Forsaken and forgotten, with no one to support or encourage him, Rajendran quit training and could not even defend his title at the 2014 World Championship that was held in Mumbai.
“I became mentally disturbed. I could not focus on training,” says Rajendran, who suddenly found it difficult to even meet household expenses.
He is now living in a small rented house in Tambaram with his wife and two sons, waiting for that one breakthrough, which can put him back on track to chase his unfulfilled dream of winning the Mr. Olympia title.
Rajendran on his favourite motorbike
“After the World Championship, it is the Mr.
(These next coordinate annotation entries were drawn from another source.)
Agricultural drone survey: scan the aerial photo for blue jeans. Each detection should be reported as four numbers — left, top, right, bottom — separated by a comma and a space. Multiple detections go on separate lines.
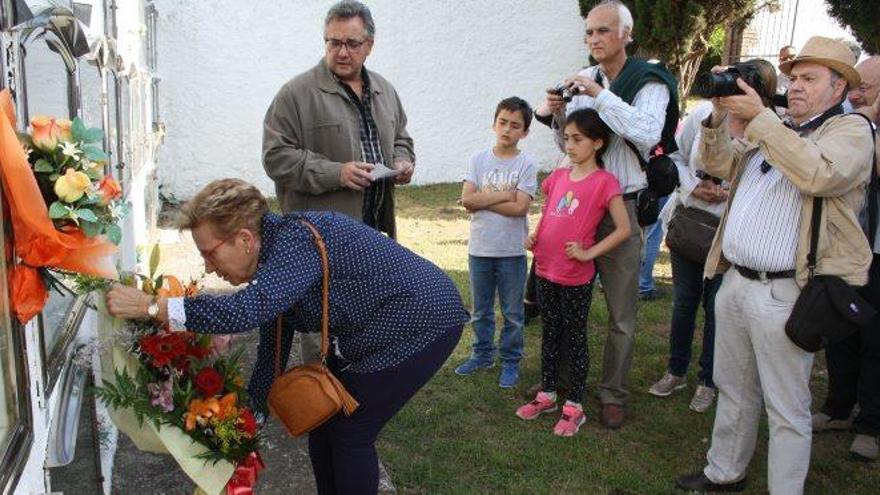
468, 256, 527, 364
639, 196, 669, 294
669, 251, 721, 387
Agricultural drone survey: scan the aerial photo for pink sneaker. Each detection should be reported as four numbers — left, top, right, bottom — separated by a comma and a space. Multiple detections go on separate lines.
516, 392, 556, 420
553, 404, 587, 437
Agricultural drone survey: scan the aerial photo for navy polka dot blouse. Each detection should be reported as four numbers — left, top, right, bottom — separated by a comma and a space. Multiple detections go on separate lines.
184, 212, 469, 409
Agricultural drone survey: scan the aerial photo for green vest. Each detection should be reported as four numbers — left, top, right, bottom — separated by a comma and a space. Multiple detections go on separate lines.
596, 58, 679, 155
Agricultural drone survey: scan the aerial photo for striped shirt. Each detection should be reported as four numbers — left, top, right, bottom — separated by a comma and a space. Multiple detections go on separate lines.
721, 151, 803, 272
554, 65, 669, 194
334, 69, 391, 236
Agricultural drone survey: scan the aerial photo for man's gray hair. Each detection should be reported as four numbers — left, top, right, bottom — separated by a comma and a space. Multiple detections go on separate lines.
593, 0, 633, 43
324, 0, 376, 40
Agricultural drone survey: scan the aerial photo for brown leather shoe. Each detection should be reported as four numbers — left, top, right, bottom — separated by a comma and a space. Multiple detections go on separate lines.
599, 404, 626, 430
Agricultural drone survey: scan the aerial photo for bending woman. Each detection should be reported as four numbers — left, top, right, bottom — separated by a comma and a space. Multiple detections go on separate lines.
107, 179, 468, 494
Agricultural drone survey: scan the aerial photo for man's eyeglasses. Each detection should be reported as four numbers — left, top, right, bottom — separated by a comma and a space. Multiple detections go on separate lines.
324, 38, 367, 52
199, 232, 238, 265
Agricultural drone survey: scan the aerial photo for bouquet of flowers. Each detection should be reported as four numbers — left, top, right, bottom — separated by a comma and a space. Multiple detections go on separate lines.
19, 116, 130, 244
90, 249, 260, 466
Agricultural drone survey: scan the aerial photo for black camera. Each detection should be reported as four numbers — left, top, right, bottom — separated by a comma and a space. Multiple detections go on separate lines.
693, 63, 766, 98
553, 84, 581, 103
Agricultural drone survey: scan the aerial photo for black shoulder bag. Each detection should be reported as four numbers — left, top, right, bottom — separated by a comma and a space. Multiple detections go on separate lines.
785, 198, 877, 352
785, 114, 877, 352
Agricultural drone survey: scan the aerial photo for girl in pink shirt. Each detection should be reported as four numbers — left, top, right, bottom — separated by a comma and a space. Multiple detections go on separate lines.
516, 109, 630, 437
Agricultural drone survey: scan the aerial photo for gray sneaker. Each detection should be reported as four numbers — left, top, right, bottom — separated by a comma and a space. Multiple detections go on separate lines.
648, 372, 687, 397
849, 433, 880, 461
690, 385, 715, 413
813, 412, 852, 433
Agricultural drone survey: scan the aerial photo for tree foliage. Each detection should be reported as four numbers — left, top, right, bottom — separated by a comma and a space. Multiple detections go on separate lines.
825, 0, 880, 55
579, 0, 760, 99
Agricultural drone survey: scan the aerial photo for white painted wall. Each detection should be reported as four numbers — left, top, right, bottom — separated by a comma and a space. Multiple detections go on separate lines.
156, 0, 587, 199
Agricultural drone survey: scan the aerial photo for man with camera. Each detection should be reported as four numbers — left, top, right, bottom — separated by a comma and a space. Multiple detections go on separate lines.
263, 0, 415, 362
536, 0, 678, 428
677, 36, 873, 494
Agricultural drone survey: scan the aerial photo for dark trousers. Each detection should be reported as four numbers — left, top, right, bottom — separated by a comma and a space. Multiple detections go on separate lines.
309, 327, 462, 495
669, 251, 721, 387
822, 254, 880, 436
537, 277, 593, 403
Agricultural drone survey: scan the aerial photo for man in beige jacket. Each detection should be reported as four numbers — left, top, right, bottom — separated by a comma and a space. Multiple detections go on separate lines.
263, 0, 415, 362
677, 36, 873, 494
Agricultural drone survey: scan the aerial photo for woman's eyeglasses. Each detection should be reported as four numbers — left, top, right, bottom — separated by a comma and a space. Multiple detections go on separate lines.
324, 38, 367, 52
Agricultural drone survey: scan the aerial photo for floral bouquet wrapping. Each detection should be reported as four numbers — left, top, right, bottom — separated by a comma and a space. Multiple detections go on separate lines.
19, 116, 130, 244
0, 89, 117, 324
93, 250, 263, 495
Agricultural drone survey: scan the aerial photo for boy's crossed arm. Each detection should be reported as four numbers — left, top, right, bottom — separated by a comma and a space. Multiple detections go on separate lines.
461, 181, 532, 217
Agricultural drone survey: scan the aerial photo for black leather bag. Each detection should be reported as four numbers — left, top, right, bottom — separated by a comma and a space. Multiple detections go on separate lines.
645, 155, 678, 197
785, 198, 877, 352
666, 205, 720, 264
624, 140, 678, 199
Olympia title that every bodybuilder aspires to win,” says Rajendran, who had dropped out of school after Class Six and later passed Class Ten through a distance education course he had enrolled after joining IAF.
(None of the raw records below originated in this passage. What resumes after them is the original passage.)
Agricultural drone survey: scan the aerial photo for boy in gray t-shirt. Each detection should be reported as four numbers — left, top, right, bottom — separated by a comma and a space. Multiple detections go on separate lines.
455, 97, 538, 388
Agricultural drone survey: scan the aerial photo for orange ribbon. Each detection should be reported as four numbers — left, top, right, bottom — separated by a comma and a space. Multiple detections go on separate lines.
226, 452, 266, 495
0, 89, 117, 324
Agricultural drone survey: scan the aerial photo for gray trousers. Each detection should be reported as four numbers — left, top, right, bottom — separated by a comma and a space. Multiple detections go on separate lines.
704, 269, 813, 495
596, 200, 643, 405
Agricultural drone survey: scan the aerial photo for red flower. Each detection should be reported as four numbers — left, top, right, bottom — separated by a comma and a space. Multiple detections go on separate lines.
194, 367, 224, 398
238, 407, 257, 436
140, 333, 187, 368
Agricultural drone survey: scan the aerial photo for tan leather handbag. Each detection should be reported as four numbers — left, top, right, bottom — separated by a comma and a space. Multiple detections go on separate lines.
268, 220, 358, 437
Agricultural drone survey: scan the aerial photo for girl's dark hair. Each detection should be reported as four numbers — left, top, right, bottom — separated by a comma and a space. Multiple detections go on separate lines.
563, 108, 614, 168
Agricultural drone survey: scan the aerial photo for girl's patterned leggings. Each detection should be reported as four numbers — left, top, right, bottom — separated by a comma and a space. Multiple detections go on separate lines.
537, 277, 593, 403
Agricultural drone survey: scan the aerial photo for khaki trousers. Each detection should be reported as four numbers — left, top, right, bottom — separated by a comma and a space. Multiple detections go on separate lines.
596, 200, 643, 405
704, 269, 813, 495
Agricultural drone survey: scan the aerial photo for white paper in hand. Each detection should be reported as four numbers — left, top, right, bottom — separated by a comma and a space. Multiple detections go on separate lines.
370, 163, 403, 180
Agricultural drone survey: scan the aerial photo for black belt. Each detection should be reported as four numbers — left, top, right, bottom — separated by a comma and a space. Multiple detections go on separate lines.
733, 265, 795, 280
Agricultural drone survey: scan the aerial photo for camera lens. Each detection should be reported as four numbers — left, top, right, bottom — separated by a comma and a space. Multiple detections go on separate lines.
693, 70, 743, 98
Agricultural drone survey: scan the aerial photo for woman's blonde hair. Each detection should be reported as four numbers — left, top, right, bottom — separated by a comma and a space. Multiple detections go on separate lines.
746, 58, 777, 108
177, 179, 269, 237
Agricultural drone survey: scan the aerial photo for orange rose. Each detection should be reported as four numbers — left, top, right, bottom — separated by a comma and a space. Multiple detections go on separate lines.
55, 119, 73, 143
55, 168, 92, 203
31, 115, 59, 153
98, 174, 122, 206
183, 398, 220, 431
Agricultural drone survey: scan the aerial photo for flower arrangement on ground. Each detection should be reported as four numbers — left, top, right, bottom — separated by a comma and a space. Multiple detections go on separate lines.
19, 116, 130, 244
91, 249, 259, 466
The second child among six siblings he grew up in hard circumstances and wanted to be a sportsman like his father.
His father, a mason by profession, was also a boxer and used to take part in tournaments organised by YMCA in Chennai during the 1970s.
“I became fitness conscious from a very early age. My father was a great fan of actor MGR, who maintained his physique well.
“I tried my hand at boxing for some time. Father also knew silambam (an ancient martial art of Tamil Nadu) and stuntmen from cine-field took training from him.
“With that contact I joined a stunt master at the age of 16 and trained under him for couple of years,” he says, reminiscing his teenage years.
Rajendran with his wife and two sons
In 1996, he joined IAF, and served in Pune, Jodhpur and New Delhi.
“It was only after our second son was born, he decided to pursue body building seriously,” says his wife Priscilla Jayanthi, who is also his personal dietician and motivator.
“Daddy is my hero and role-model. I have seen how hard he had trained to win the world championship,” says Benjamin, Rajendran’s first son, studying in Class Ten, and an athlete doing 100 metres and 200 metres events.
“My father is my coach. My ambition is to become the fastest person in the world and beat Usain Bolt’s record,” he says.
Rajendran is running a food supplements shop, which provides him some income to support his family.
He hopes to find a partner to start a gym in Chennai which could provide him the income to fund his training to take part in the Mr. Olympia championship.